Toyama K et al. Rosuvastatin combined with regular exercise preserves coenzyme Q10 levels associated with a significant increase in high-density lipoprotein cholesterol in patients with coronary artery disease. Atherosclerosis. 2011; 217: 158-164. [L]

Maradit-Kremers H et al. Increased unrecognized coronary heart disease and sudden deaths in rheumatoid arthritis: A population-based cohort study. Arthritis Rheu [L]

What does it mean if your Myeloperoxidase (MPO) result is too high?

- Elevated MPO levels predict the risk of heart disease in subgroups otherwise associated with low risk

- Elevated MPO levels independently predict the risk of future cardiovascular events in patients presenting with an acute coronary syndrome

- Individuals with elevated MPO levels are more than 2x as likely to experience cardiovascular mortality

- MPO enhances cardiovascular risk prediction when used independently or alongside standard biomarker testing such as hsCRP8

- MPO levels are not likely to be elevated due to chronic infections or rheumatologic disorders due to the fact that free MPO in the blood is a specific marker of vascular inflammation and vulnerable plaque/erosions/fissures.

Treatment Considerations:

These treatment considerations are for educational purposes only. Specific treatment plans should be provided and reviewed by the treating practitioner.

Assess LDL-C levels.

If not at goal, consider lipid-lowering therapy, ideally with a statin-based regimen if not contraindicated.

Assess risk for pre-diabetes/diabetes.

If abnormal fasting glucose or oral glucose tolerance test, consider PPAR agonists, metformin or DPP-IV inhibitor if not contraindicated. 

Assess the presence of coronary artery disease (CAD) with imaging techniques such as carotid intima media thickness testing (CIMT) or coronary artery calcium scoring.

- Consider aspirin therapy if not contraindicated.

- Consider clopidogrel if history of CAD (i.e., myocardial infarction or revascularization) and/or a history of cerebrovascular disease (i.e., TIA or stroke).

Assess dental health (periodontal disease).

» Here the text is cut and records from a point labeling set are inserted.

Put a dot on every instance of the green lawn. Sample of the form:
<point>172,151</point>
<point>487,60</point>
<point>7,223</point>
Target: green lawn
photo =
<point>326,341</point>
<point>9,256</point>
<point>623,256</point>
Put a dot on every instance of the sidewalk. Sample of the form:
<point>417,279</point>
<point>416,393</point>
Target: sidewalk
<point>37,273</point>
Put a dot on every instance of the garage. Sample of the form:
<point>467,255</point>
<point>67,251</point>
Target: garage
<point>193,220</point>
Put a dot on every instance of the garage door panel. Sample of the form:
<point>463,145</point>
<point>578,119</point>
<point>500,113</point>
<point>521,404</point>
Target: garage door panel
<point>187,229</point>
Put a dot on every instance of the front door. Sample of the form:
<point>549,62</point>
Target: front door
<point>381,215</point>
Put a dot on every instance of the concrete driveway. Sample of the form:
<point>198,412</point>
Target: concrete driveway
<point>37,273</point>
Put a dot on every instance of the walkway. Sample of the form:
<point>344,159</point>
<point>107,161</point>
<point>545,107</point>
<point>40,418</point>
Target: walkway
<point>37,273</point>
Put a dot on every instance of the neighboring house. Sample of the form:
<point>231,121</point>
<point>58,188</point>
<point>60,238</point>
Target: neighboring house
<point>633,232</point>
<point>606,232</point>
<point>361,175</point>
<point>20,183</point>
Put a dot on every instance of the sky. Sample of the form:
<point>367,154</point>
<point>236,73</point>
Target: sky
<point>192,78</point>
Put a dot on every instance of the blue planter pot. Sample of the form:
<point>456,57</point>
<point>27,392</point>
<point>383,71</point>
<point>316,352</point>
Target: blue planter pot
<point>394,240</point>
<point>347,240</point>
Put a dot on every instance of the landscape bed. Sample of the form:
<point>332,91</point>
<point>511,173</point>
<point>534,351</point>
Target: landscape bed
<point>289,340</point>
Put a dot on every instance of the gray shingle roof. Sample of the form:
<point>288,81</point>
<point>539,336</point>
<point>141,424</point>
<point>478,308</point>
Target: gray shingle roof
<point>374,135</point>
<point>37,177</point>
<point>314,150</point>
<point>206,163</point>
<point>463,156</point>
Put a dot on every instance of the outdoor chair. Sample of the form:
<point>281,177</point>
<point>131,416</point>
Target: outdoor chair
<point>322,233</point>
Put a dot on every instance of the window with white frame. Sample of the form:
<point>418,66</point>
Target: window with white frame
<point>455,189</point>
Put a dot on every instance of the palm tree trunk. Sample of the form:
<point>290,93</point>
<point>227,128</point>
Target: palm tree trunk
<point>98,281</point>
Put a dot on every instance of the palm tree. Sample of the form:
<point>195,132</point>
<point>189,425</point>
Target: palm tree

Refer to dentist to identify gum disease. NOTE: Poor dental health may cause significant inflammation and is associated with the presence of atherosclerosis.

Assess HDL-C levels.

If not at goal, consider niacin or fenofibrate therapy.

Assess CoQ10 levels.

Recent evidence suggests that low ApoA1 and/or HDL-C levels are associated with low CoQ10 levels10.

Assess smoking habits.

NOTE: Smoking cessation is essential as individuals who smoke are at increased risk of heart disease and blood clots.

Assess blood pressure.

If not at goal, consider initiating, or titrating, anti-hypertensive therapy. NOTE: An elevated blood pressure may contribute to endothelial dysfunction and coronary disease formation.

Assess lifestyle habits.

Consider diet/exercise/weight reduction efforts if appropriate.

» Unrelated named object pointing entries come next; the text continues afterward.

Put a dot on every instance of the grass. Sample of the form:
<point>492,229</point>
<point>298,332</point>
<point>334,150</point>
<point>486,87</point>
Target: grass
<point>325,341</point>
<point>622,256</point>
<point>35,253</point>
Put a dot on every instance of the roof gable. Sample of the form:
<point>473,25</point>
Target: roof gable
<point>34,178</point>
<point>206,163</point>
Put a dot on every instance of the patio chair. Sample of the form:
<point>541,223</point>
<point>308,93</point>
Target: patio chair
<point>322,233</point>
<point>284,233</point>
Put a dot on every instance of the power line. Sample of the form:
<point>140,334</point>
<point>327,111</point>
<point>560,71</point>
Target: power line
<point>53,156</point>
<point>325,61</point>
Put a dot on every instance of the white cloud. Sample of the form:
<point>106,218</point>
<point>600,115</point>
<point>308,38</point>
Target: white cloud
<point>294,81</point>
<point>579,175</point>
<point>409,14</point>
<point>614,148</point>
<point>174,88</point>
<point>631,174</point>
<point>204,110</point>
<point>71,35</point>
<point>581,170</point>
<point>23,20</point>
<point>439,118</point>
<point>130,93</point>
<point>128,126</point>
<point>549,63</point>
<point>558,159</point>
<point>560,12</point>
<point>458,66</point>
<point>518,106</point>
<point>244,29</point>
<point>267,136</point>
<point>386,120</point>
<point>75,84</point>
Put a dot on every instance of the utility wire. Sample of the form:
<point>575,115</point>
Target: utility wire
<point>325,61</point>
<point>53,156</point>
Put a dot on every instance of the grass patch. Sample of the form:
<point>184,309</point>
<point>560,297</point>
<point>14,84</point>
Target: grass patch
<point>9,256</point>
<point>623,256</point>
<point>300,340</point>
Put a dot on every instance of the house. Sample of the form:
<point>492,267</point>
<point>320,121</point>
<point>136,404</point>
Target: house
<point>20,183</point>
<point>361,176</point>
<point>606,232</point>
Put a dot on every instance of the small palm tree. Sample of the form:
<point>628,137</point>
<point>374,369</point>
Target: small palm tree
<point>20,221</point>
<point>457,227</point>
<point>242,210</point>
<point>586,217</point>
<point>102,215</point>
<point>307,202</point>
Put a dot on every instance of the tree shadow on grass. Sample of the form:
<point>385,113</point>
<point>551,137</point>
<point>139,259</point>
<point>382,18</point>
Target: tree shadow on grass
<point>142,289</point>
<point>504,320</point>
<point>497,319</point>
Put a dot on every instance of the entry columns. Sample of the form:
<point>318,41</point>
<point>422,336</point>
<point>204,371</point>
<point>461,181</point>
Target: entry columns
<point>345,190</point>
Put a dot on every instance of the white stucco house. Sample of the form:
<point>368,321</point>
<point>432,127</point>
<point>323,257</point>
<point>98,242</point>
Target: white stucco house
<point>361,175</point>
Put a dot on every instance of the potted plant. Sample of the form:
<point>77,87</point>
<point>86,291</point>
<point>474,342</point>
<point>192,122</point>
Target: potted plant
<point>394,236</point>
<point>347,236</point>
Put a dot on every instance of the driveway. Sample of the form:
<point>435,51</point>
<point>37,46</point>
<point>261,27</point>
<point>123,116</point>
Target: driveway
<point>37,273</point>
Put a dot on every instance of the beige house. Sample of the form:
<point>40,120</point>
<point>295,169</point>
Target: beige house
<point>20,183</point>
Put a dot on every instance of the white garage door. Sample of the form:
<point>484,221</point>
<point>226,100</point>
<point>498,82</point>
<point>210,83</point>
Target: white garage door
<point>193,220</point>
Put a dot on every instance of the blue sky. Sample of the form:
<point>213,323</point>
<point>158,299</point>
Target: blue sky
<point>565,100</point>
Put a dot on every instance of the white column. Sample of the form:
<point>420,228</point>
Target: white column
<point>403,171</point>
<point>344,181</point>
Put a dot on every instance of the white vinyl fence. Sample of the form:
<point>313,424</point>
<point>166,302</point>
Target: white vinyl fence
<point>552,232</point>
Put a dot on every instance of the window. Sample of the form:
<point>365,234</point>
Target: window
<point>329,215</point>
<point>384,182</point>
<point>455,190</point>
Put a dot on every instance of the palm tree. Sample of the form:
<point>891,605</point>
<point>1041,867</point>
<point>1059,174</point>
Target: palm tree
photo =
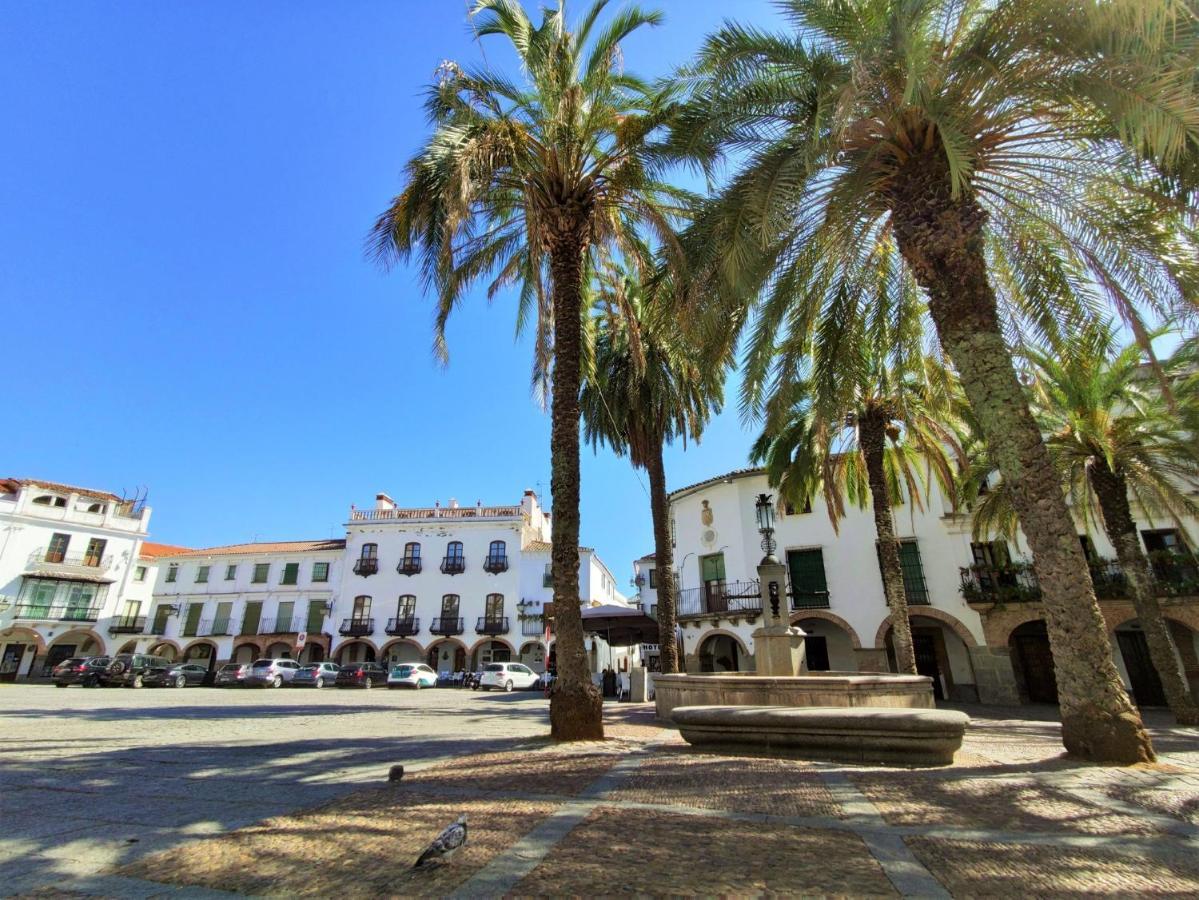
<point>871,433</point>
<point>989,140</point>
<point>645,390</point>
<point>1112,433</point>
<point>518,183</point>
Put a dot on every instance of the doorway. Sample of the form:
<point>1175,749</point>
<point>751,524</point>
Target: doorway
<point>1146,686</point>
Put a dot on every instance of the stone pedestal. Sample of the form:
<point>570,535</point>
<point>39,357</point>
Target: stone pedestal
<point>777,645</point>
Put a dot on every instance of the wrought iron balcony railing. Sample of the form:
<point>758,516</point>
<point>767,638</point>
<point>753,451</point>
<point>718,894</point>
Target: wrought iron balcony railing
<point>356,627</point>
<point>446,626</point>
<point>492,626</point>
<point>495,565</point>
<point>403,627</point>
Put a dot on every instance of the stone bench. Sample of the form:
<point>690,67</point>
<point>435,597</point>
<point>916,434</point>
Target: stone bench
<point>869,735</point>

Assess the presence of inflammatory conditions such as Crohn’s disease, rheumatoid arthritis (RA) and systemic lupus erythematosus (SLE).

NOTE: Chronic inflammatory diseases may exhibit elevated MPO values due to increased vascular disease associated with these conditions. For example, RA is associated with a 5x increased risk for myocardial infarction.

Assess the presence of vasculitis.

NOTE: MPO values may be elevated in individuals with vasculitis as it is characterized by increased vascular inflammation.

Assess the presence of bone marrow dyscrasias.

NOTE: MPO values may be elevated in individuals with chronic lymphocytic leukemia or other leukemias, that cause increased white blood cell destruction.

Assess level of exercise.

NOTE: MPO values may be elevated in marathon runners and extreme athletes and may identify those with increased oxidative stress and basal levels of inflammation.


If asymptomatic, with all of the above factors ruled out, an elevated MPO value may in fact be the patient’s baseline. MPO levels should be monitored every 3-6 months.